"La Blessure et la Soif" de Laurence Plazenet

Publié le par Michel Sender

Blessure et la Soif (La) de Laurence Plazenet


Pour TIPANDA.

« Il ne sait plus les jours. Il ne sait plus quand c’est Noël, Épiphanie, Carême ou Présentation de la Vierge. Il ignore si, dans ces frimas, ce sont les Rameaux qu’on fête, s’il doit y pleurer la mort du Christ. Il est dans une nuit entière, plus obscure que la nuit des jours. Il balbutie des prières à un Dieu mort et ressuscité, dont il honorait chaque instant de l’existence et dont il ignore aujourd’hui s’il est dans son enfance ou à son chemin de croix. »
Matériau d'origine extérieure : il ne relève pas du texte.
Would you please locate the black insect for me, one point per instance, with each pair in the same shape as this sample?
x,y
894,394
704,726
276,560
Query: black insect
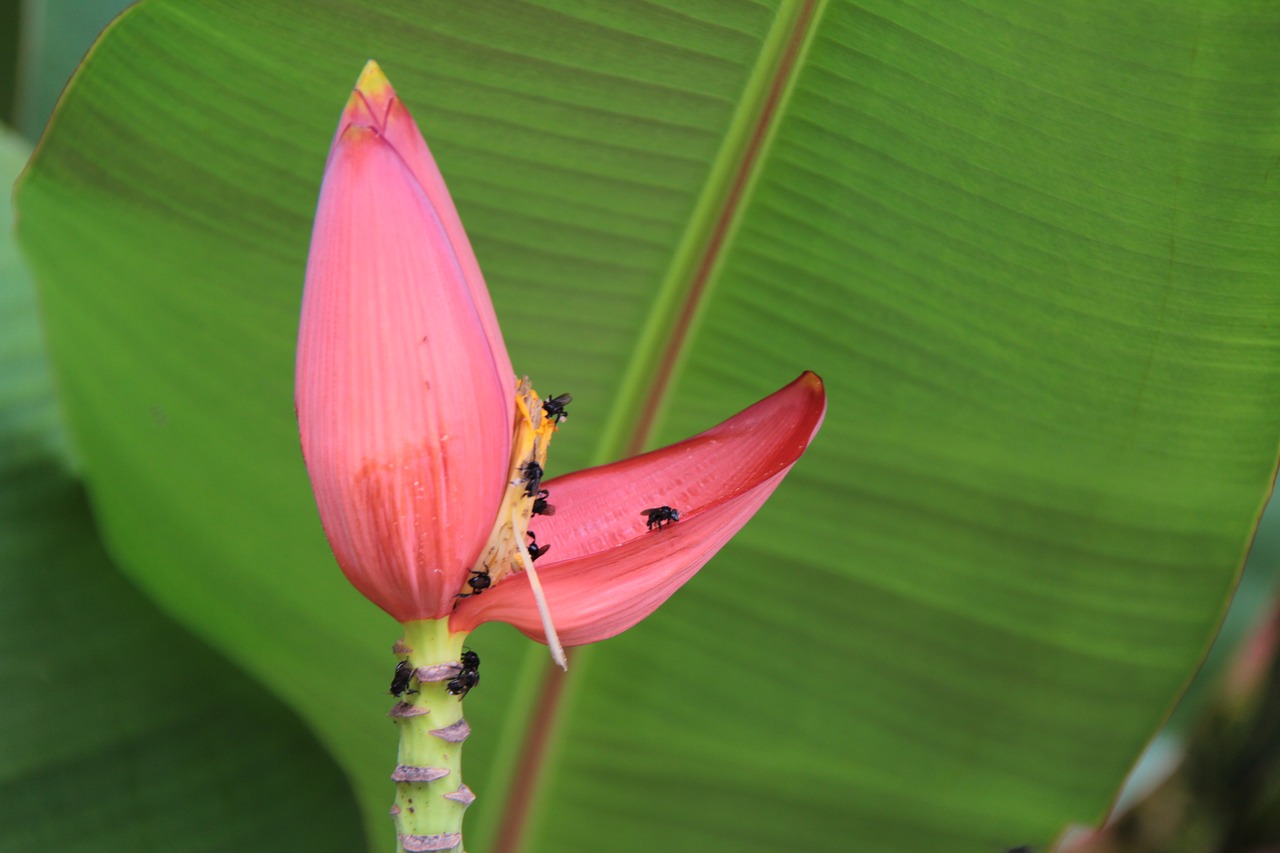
x,y
540,505
479,582
467,676
661,515
535,551
554,407
533,473
400,682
Une actualité chasse l’autre. Déjà, à lire par exemple le dernier Magazine littéraire, plein de nouveaux livres sont annoncés en janvier 2010, avant les parutions du printemps pour le Salon du Livre, puis celles avant l’été puis de l’automne, etc. (Sic transit gloria mundi.)

Parmi les livres de l’automne dernier (avec un dépôt légal en juin et une sortie fin août 2009) figurait La Blessure et la Soif [*] (avec une superbe bande rouge titrée en majuscules « De Pékin à Port-Royal »), un roman historique époustouflant de Laurence Plazenet (on parle déjà, à son sujet, d’une nouvelle Marguerite Yourcenar !) paru dans la célèbre collection blanche des éditions Gallimard.

Laurence Plazenet, jeune universitaire française (elle a publié un premier roman, L’Amour seul, en 2005, chez Albin Michel) s’est progressivement spécialisée dans le dix-septième siècle (je connaissais personnellement son édition du Dom Carlos de Saint-Réal dans les « Classiques » du Livre de Poche) et a composé un roman-roman à la fois baroque et classique, dense et fourni, qui fait penser à la prose du Grand Siècle.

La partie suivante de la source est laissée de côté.